This is a series of lores found in the game

Azilmote, Rogue Scholar, by Jons Jhonass

Part I

"He may have grew up in parts unknown, yet he lived his life in fame abound. Azilmote, the Rogue Scholar, was not a scholar at all. He lived with the notion that adults were too serious. And so he lived as a children, even when old. Pranks were pranked and jokes were joked, but Azilmote was often the most elderly of all."

Part II

"When he aged all took it that the man was serious. Azilmote played his pranks and often nobody would suspect him. Azilmote's antics were open for all to see and yet no one would see him. He would allow the pranks but none but him would take the blame. Though blame diverted, no one would take it."

Part III

"The lyrical prose of Azilmote is often misleading. He was in fact a very serious scholar who took his work seriously.

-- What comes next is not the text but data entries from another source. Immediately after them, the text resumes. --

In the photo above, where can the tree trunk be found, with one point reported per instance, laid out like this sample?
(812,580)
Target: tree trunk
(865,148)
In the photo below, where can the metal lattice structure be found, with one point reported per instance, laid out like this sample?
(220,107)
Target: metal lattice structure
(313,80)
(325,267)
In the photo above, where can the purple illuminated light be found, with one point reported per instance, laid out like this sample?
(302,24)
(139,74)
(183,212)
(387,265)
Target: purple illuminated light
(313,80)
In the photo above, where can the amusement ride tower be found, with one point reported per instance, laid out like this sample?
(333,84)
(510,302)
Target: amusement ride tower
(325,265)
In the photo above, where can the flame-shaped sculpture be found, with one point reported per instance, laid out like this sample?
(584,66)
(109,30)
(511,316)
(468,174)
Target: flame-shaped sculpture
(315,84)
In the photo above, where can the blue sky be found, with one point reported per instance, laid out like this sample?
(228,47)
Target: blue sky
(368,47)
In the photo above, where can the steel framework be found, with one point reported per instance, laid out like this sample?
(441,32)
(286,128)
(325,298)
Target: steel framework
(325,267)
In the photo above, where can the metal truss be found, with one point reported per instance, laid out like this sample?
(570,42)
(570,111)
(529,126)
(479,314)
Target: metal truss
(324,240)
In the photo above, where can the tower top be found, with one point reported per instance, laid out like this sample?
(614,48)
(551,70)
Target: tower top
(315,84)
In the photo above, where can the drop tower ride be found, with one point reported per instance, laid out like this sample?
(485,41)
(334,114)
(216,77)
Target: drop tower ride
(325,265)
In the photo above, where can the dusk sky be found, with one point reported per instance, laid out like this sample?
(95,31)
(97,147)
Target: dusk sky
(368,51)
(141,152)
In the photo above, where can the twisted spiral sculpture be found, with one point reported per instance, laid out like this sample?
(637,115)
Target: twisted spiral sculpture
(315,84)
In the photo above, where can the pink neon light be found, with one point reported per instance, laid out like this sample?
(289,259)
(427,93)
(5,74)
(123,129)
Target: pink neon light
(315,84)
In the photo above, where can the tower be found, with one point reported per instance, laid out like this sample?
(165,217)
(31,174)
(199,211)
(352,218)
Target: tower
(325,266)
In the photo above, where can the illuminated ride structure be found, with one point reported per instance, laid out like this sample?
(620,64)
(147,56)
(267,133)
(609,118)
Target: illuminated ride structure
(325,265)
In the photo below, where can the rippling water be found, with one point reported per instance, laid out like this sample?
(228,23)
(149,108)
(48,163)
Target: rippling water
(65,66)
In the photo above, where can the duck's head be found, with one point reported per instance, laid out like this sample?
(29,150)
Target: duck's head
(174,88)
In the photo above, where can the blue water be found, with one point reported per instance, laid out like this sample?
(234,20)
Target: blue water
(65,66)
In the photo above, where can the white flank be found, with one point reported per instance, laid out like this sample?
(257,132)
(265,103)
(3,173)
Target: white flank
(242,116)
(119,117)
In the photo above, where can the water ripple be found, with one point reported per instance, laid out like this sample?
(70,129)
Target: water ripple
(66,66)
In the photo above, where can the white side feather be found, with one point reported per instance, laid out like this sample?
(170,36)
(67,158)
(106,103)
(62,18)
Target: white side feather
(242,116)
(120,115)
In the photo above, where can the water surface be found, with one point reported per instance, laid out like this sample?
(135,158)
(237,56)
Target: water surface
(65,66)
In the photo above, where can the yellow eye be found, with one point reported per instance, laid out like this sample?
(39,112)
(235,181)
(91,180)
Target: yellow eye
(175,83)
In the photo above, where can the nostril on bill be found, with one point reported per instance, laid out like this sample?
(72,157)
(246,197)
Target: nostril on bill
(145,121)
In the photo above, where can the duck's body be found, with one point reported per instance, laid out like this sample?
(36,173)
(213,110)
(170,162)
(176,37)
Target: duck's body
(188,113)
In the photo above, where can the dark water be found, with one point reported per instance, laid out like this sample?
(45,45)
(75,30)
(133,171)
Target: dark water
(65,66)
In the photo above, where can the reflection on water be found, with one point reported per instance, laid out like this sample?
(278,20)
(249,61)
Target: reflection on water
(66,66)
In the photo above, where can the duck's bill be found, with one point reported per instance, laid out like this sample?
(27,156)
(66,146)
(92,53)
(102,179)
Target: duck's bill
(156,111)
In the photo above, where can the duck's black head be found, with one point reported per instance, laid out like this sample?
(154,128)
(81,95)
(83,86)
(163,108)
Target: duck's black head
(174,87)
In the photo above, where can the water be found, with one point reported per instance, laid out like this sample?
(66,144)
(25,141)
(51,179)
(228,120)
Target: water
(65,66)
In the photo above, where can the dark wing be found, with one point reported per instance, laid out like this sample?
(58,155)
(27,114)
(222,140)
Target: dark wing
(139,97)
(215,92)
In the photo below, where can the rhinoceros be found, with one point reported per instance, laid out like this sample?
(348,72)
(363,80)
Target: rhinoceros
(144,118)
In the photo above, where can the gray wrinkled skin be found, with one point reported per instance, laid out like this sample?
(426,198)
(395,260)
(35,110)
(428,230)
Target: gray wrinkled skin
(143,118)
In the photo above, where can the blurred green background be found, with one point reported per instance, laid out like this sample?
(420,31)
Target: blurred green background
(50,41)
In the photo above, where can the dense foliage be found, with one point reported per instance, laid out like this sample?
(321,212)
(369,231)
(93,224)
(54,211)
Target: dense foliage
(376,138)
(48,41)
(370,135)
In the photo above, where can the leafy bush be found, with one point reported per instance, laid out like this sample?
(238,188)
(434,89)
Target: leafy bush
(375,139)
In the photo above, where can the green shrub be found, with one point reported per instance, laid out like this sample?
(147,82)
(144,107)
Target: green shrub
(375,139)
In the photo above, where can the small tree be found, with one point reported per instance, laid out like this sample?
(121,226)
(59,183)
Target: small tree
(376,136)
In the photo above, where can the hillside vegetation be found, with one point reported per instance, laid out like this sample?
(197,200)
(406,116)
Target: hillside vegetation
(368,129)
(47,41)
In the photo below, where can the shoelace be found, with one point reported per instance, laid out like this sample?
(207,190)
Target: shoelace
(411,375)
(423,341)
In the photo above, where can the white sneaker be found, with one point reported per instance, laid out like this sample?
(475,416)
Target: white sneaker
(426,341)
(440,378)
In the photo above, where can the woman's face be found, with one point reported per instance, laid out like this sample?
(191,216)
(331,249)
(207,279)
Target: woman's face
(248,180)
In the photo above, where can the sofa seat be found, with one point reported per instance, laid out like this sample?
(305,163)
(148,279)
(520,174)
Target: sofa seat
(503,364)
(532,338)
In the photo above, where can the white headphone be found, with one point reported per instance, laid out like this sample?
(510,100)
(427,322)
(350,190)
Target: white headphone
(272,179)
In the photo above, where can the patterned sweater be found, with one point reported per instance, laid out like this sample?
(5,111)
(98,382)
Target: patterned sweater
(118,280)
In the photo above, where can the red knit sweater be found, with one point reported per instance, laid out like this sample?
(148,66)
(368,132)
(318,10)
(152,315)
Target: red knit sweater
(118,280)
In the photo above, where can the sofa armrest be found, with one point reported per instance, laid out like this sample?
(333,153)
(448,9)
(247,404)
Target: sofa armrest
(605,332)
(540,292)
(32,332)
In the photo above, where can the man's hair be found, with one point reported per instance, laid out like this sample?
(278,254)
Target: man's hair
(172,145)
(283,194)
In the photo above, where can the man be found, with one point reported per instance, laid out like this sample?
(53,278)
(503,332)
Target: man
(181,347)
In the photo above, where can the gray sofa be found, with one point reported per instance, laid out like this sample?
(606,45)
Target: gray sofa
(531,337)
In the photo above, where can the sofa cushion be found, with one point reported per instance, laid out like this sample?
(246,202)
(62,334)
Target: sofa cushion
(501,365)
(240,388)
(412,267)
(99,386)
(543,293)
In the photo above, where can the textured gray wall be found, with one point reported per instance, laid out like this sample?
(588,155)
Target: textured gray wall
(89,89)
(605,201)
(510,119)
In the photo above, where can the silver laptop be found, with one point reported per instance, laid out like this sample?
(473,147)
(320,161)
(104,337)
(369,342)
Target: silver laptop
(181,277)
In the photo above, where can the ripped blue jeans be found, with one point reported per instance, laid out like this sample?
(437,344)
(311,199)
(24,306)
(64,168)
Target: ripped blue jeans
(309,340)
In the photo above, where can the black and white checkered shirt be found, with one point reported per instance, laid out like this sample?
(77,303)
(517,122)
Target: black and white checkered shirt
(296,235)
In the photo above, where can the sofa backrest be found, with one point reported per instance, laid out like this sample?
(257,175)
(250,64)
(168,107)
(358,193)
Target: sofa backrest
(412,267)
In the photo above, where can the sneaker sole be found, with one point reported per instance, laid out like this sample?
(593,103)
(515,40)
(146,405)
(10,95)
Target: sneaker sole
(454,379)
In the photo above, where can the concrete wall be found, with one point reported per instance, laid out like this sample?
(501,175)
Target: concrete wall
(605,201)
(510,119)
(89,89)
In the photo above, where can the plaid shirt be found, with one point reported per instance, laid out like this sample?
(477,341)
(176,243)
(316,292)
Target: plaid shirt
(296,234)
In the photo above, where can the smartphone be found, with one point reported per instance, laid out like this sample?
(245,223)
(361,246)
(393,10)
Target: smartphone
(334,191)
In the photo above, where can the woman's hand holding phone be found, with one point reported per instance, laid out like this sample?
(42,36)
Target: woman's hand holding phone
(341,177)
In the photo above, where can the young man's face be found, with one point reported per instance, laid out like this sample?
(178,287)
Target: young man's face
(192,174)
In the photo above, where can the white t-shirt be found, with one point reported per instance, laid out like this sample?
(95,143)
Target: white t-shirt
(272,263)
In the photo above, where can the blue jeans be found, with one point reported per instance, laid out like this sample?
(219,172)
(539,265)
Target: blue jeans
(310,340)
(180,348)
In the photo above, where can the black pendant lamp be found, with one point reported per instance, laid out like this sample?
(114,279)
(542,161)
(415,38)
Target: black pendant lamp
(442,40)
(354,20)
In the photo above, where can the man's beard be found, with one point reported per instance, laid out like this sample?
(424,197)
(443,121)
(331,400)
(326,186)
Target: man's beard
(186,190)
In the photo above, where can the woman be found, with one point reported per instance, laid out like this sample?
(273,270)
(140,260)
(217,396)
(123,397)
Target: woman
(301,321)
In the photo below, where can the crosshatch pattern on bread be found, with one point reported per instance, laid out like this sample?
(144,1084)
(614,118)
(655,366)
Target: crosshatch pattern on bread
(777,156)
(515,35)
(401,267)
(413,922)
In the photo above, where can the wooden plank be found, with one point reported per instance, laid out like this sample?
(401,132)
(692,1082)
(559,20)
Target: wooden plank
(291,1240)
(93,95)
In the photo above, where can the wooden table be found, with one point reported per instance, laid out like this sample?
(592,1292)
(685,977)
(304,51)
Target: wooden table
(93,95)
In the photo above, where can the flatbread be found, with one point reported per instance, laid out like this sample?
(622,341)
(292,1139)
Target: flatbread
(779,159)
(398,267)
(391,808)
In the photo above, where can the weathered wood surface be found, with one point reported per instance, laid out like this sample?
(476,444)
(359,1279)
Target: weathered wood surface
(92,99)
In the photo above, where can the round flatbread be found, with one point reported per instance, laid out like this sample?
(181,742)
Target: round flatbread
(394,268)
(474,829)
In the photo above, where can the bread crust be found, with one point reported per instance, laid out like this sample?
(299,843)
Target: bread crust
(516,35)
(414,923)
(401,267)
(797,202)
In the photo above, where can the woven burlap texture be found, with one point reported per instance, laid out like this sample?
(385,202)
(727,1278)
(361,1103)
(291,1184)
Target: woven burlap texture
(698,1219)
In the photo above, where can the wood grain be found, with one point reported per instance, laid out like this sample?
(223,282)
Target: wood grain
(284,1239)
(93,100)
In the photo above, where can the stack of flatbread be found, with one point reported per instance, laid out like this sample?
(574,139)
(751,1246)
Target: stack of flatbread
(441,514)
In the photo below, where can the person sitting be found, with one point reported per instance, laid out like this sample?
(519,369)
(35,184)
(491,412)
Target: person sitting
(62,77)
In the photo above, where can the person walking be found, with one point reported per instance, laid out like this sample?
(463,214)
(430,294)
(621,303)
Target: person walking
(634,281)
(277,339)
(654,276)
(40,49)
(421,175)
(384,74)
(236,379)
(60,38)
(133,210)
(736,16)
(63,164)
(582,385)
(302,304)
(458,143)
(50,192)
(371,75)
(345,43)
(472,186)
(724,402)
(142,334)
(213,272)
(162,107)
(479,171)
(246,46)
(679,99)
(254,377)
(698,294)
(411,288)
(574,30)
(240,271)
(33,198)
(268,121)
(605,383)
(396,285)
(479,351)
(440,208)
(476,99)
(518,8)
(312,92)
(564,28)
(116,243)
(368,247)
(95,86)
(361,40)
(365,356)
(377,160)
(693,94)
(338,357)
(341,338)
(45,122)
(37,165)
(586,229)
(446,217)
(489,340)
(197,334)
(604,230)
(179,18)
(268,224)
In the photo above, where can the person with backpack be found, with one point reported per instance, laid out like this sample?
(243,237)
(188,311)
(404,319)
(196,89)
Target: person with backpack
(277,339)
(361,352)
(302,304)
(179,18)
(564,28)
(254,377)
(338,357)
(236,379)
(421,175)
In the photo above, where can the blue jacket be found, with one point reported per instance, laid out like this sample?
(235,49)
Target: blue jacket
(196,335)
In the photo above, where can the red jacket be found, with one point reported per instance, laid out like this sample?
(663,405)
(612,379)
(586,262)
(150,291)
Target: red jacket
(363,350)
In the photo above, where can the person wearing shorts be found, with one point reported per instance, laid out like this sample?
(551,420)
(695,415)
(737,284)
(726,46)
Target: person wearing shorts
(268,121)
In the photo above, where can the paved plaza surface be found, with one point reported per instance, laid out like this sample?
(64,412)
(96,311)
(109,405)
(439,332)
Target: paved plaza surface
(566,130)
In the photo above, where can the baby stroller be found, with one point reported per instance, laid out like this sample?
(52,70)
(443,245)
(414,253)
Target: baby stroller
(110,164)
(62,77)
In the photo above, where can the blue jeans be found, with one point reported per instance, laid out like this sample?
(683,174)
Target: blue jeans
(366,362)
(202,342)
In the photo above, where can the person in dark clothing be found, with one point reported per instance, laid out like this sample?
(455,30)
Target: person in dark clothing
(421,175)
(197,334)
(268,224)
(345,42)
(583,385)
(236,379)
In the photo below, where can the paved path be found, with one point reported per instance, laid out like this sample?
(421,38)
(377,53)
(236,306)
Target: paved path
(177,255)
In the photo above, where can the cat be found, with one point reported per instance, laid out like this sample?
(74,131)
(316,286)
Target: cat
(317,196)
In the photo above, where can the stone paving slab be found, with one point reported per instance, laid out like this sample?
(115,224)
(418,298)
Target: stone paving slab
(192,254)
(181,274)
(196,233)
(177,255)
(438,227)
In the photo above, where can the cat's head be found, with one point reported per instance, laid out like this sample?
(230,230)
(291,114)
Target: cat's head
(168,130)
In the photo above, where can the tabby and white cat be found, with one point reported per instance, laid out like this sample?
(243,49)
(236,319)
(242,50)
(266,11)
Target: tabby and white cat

He became this 'rogue scholar' when he became delighted in showing off his own profound sense of humor. He was quoted as the people of the Empire would take themselves far more serious than is required. The children of the Empire were often amused when this old man would pull the same tricks they themselves would pull. The parents themselves, however, were not amused."

Part IV

"Azilmote's antics would eventually cause great problems for him. When it came known that he was the perpetrator for many pranks, his position as an Imperial Scholar would be in danger. The seriousness he disliked would come as an opponent. The unamused parents and workers would soon see this man not as an authority figure but a child in an old body. When told this, Azilmote thanked them for the compliment and declined to continue his career himself."

Part V

"It was after the old man was gone that his presence was missed. Even a few of the academics that were sour with him eventually agreed that the work was more enjoyable in his tenure. Azilmote died of old age a year or two after he left. His wife thanked the academics for their kind words. He was buried on a beautiful day in his hometown of Far West. It is said that dreams of mischief comes to those in Far West now and then."